Projects

Research Projects

Performance and Power Prediction for Concurrent Execution on GPUs
This is an extension of the work published in ISPASS 2020. In this work, we develop a performance and power predictor for concurrent execution on GPUs. We do not rely on cumbersome GPU profiling and instead rely on only the statistics of standalone applications on CPUs. In addition, we use the performance and power of the standalone applications on the GPUs as one of the features. To quantify the contention at the shared resources, we use a fairness metric. We do not calculate the fairness metric for every possible bag of applications, instead we rely on three fairness values for each application obtained with respect to three representative microbenchmarks. One fairness value is chosen at runtime depending on the memory behavior of the other applications that run concurrently. This work is accepted to be published in the proceedings of ACM Transactions on Architecture and Code Optimization (TACO), 2022.

PredStereo: An Accurate Real-time Stereo Vision System
In this work, we characterize the accuracy of both traditional and CNN-based stereo vision algorithms and show that the tilt towards the CNN-based stereo algorithms is unjustified. Especially for a self-driving scenario where the vehicle is expected to be highly accurate, we cannot rely on just one class of algorithms. We show that an ensemble-based system that chooses between these algorithms at runtime is the need of the hour. In this work, we develop such a system that operates in real-time. This work is published in the proceedings of IEEE Winter Conference on Applications of Computer Vision (WACV), 2022.

Game Theory-based Parameter-Tuning for Path Planning of UAVs
In this work, we solve the problem of automatic parameter tuning for path planning of UAVs. Traditionally, this problem has been solved using optimization-based approaches. We propose to learn the constraints of the optimization problem using a multi-layer perceptron model. However, such approaches do not converge if the search space is large and the problem is non-linear. Thus, we propose to convert the optimization problem to a game theory problem, which is significantly faster and can be used at runtime. This work is published in the proceedings of IEEE International Conference on VLSI Design 2021.

Accelerating CNN Inference on ASICs: A Survey
As you might have noticed, the field of deep learning is growing very rapidly and these networks are getting computationally intensive with each passing second !! With the end of Dennard scaling and Moore's law, not much can be done in the processor space. Thus, custom hardware architectures are emerging to the rescue. We have written a survey paper on accelerating the inference phase of the convolutional neural networks on the custom hardware. The survey is quite exhaustive and covers all the kinds of optimizations to accelerate these networks. This work is published in Journal of Systems Architecture (JSA) Vol. 113, Feb. 2021.
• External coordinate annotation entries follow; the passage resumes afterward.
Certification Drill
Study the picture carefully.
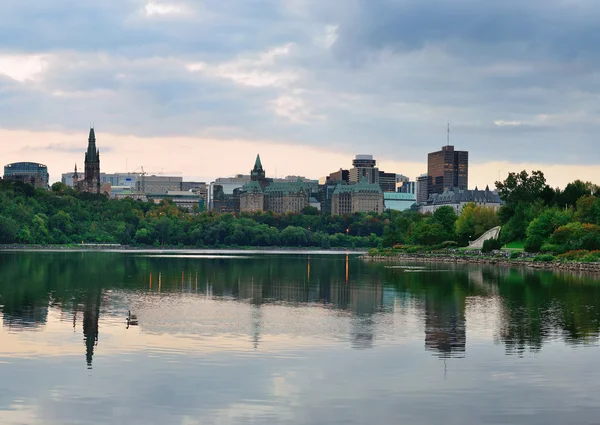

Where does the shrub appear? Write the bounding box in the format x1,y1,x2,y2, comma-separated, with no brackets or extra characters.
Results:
524,235,544,252
533,254,556,263
540,243,567,254
558,249,590,261
581,251,600,263
481,239,502,252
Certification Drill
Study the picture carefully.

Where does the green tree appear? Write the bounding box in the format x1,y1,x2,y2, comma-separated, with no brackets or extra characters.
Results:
0,215,19,244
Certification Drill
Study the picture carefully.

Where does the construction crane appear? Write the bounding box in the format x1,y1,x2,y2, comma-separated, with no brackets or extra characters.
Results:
133,165,183,193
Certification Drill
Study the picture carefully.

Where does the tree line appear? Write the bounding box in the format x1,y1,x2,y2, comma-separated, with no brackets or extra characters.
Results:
0,171,600,254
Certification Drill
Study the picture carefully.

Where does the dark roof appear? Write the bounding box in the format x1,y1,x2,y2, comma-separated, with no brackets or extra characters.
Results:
427,187,502,205
333,176,383,195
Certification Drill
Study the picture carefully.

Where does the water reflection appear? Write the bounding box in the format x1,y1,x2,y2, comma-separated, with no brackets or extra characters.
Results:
0,252,600,368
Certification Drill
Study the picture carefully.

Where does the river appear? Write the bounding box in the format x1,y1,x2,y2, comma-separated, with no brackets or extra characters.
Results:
0,251,600,425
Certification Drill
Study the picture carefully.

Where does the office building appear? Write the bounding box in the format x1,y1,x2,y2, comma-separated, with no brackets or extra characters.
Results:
331,177,383,215
348,155,380,184
4,162,49,189
326,168,350,184
397,181,417,196
239,155,318,214
379,171,396,192
383,192,417,211
416,174,429,205
208,174,250,213
419,186,502,214
146,190,201,211
427,145,469,195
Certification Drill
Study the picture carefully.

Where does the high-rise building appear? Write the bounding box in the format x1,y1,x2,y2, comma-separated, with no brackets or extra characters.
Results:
326,168,350,184
4,162,48,189
427,145,469,195
379,171,396,192
331,177,383,215
416,174,429,204
77,128,101,193
348,155,379,184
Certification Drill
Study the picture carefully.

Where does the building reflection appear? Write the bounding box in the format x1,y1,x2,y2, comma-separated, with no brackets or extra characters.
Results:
0,254,600,368
425,299,467,358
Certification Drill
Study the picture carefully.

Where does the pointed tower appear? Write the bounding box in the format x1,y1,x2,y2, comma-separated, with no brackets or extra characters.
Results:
250,154,266,182
83,127,100,193
73,164,79,187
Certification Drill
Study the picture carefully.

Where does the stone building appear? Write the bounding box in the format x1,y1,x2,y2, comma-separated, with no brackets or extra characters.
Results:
331,178,383,215
239,155,311,214
419,186,502,214
74,128,101,193
264,181,310,214
240,181,265,212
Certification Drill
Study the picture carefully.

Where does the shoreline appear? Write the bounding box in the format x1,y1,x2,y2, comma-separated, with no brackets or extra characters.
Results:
359,254,600,274
0,244,367,255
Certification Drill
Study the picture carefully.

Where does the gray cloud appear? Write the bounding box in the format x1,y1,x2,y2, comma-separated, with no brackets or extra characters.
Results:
0,0,600,167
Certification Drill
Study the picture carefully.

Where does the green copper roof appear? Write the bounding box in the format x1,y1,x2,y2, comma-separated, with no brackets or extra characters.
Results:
242,181,262,193
265,181,310,195
254,154,262,170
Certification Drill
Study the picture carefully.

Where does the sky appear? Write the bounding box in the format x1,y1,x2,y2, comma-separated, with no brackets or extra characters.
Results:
0,0,600,187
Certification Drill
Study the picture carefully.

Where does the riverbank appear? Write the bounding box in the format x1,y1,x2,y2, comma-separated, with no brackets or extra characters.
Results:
359,253,600,274
0,244,366,254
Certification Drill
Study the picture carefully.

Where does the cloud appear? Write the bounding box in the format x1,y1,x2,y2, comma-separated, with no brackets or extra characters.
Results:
0,0,600,179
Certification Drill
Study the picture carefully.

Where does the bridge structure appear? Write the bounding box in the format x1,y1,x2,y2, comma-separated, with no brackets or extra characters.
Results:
469,226,501,249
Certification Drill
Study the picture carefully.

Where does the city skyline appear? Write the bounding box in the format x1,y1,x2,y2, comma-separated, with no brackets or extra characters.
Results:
0,128,600,187
0,0,600,186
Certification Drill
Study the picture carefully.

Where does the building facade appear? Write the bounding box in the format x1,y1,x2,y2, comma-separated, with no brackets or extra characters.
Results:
4,162,49,189
419,186,502,214
416,174,429,205
239,155,317,214
379,171,396,192
383,192,417,211
427,145,469,195
331,178,384,215
348,155,378,184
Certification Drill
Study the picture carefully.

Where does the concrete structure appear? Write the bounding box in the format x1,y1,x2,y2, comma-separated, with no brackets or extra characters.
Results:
469,226,501,249
240,181,265,212
427,145,469,195
383,192,417,211
419,187,502,214
331,178,383,215
397,181,417,199
239,155,318,214
415,174,429,205
4,162,49,189
78,128,102,193
326,168,350,184
348,155,379,184
208,174,250,212
141,175,183,194
146,190,200,211
379,171,397,192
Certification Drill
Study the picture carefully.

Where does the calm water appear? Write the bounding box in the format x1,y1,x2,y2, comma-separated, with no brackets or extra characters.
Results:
0,252,600,425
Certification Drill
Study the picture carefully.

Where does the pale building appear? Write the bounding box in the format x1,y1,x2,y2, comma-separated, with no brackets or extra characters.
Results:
331,178,384,215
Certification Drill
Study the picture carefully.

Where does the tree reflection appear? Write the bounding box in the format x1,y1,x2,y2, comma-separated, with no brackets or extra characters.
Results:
0,252,600,368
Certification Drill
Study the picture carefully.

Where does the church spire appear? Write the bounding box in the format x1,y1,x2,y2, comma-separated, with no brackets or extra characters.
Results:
250,154,266,181
86,127,99,162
VisSched: An Auction based Scheduler for Vision Workloads on Heterogeneous Processors
In this work, we start by characterizing the vision workloads and identifying their unique phase behavior. Subsequently, we develop an auction-theoretic scheduling scheme for such workloads on a multicore architecture. The scheme exploits the phase behavior of the vision workloads to simplify the scheduling decisions. This research work is comprehensive in the sense that we first characterize the computer vision applications on server-class processors, develop an auction-theoretic scheduling mechanism that is both starvation-free, and provides theoretical optimality guarantees for the corresponding schedules. This work was presented as a poster at DAC 2020, as a full paper at ESWEEK CASES 2020, and is published in IEEE TCAD Vol. 39 Issue 11.

Performance Prediction for Multi-Application Concurrency on GPUs
In this work, we developed a decision tree-based performance predictor for multi-application concurrency on GPUs. We clearly establish that GPUs are not the right choice when it comes to scheduling multiple applications concurrently. The predictor is able to provide an estimate of how the performance falls with the increasing number of applications. It relies on the CPU execution statistics and the fairness of schedule of the bag-of-tasks on multicores. This work is published in IEEE ISPASS 2020.

Super Resolution on Reconfigurable Arrays
In this work, we implemented a convolutional neural network on a Virtex-6 FPGA to convert an SD video to an HD video in real time. The optimizations included computation time reduction by exploiting inherent parallelism, efficient matrix multiplication by using Toeplitz representation and memory footprint reduction by using a rotating buffer instead of a full-size input buffer. We designed a self-defined protocol that exploited the OCP protocol to fetch image data in parallel from four DDR3 banks.

FPGA Cluster based parallel architecture for Cryptanalysis
In this work, we developed a high-speed communication network, consisting of four Virtex-6 FPGAs that communicated via the MGT protocol. In addition, we developed python and C wrappers for the PCIe bus drivers to implement DMA from Linux Kernel memory to FPGA BRAM space. This work was presented at National Workshop on Cryptology 2014.